For years, most American Jewish organizations considered Pollard to be little more than an embarrassment, and concerned themselves little over the procedural injustices that he may have suffered at the hands of the American legal system.

However, as it became clear to all that Pollard was being singled out for particularly cruel punishment, new interest developed in his case.

Pollard has long since expressed his deep remorse for his acts of espionage against the United States.

For many years, the Israeli governments denied responsibility for Pollard's actions, blaming his spying against the US on rogue Israeli intelligence agents operating without official. It was only a few months ago that the Netanyahu government finally formally acknowledged Israel's ultimate responsibility for Pollard's spying.

Now Pollard's release has become a regular request by Israeli government officials in meetings with their American counterparts, and several visiting Israeli cabinet ministers have gone to see Pollard in his North Carolina jail cell.

American Jewish groups, including first the National Council of Young Israel and, most recently, the Conference of Presidents, have joined in the calls for Pollard's release, as have several prominent secular Jewish personalities.

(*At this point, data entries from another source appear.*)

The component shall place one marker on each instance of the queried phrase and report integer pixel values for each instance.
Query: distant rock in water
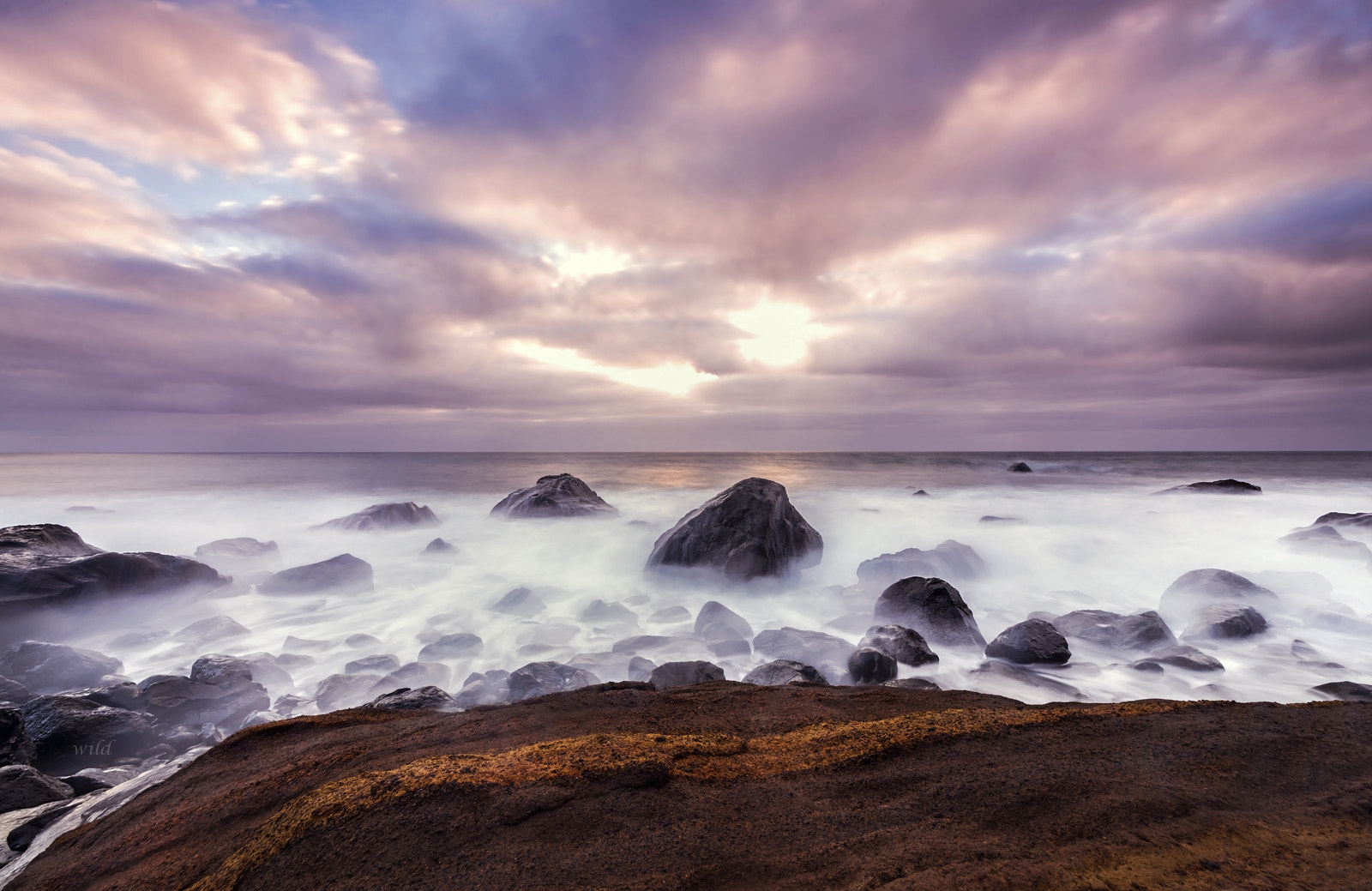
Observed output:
(1219, 486)
(342, 574)
(48, 563)
(749, 530)
(557, 495)
(384, 516)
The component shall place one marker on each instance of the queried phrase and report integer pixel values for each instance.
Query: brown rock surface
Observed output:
(731, 786)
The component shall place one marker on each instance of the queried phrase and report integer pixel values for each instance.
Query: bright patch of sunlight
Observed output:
(671, 378)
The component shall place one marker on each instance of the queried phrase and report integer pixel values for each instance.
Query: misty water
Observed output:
(1088, 533)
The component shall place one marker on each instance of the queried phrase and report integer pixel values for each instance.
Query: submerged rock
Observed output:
(557, 495)
(384, 516)
(749, 530)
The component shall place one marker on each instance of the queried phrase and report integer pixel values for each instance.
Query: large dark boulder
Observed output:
(902, 644)
(343, 574)
(932, 607)
(54, 667)
(748, 530)
(1032, 641)
(386, 516)
(48, 563)
(1145, 630)
(557, 495)
(950, 559)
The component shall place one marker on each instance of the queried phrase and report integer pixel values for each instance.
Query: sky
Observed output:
(685, 226)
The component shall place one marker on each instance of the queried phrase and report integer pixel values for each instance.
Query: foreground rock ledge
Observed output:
(726, 784)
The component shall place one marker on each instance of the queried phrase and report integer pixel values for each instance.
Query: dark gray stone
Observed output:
(683, 673)
(748, 530)
(556, 495)
(384, 516)
(932, 607)
(343, 574)
(902, 644)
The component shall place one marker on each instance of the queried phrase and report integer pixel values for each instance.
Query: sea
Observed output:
(1080, 532)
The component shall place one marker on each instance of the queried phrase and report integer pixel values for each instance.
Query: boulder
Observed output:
(452, 647)
(902, 644)
(1032, 641)
(55, 667)
(932, 607)
(50, 563)
(950, 559)
(406, 699)
(869, 665)
(343, 574)
(748, 530)
(802, 646)
(1143, 630)
(683, 674)
(22, 787)
(779, 671)
(384, 516)
(1221, 621)
(541, 678)
(557, 495)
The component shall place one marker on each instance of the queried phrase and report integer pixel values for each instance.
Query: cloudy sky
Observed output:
(629, 224)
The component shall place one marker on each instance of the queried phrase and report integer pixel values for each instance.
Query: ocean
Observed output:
(1084, 532)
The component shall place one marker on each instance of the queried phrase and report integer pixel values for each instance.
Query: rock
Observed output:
(453, 647)
(1348, 691)
(51, 563)
(75, 731)
(384, 516)
(1219, 486)
(557, 495)
(950, 559)
(55, 667)
(1032, 641)
(869, 665)
(1145, 630)
(212, 629)
(748, 530)
(521, 602)
(539, 678)
(343, 574)
(800, 646)
(902, 644)
(1225, 619)
(683, 674)
(22, 786)
(15, 746)
(932, 607)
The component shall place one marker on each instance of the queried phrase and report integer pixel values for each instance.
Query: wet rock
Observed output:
(406, 699)
(869, 665)
(55, 667)
(343, 574)
(749, 530)
(802, 646)
(557, 495)
(902, 644)
(1032, 641)
(50, 563)
(539, 678)
(22, 786)
(452, 647)
(1145, 630)
(1348, 691)
(1225, 619)
(950, 559)
(213, 629)
(384, 516)
(683, 674)
(932, 607)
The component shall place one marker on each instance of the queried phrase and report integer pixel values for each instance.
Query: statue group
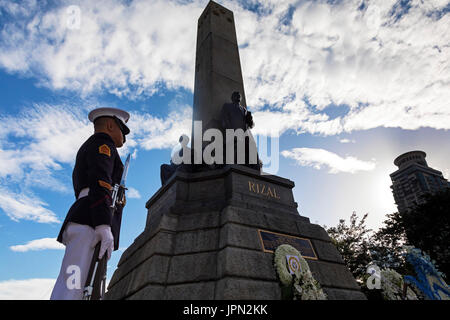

The cause of Pollard's release has also spread right to left across the Israeli political spectrum.

"We expect the greatest power in the world not to show revenge but rather to adopt a policy of generosity and consideration with regard to Pollard," said opposition Labor MK Ophir Pines-Paz to a crowd of about 100 adults and youth who were demonstrating on behalf of Pollard's release outside the Beit Hanassi Sunday evening while Clinton was speaking to President Ezer Weizman. Pines-Paz said. "Jonathan Pollard certainly does not present a threat. It is ridiculous to make out that he does. He was wrong and has apologized," said M.K. Rechavan Ze'evi.

Now justice demands that the US at last let Pollard go. While he surely did commit a crime, by now he has suffered more than enough to pay for his admitted mistakes, and clearly deserves to be set free.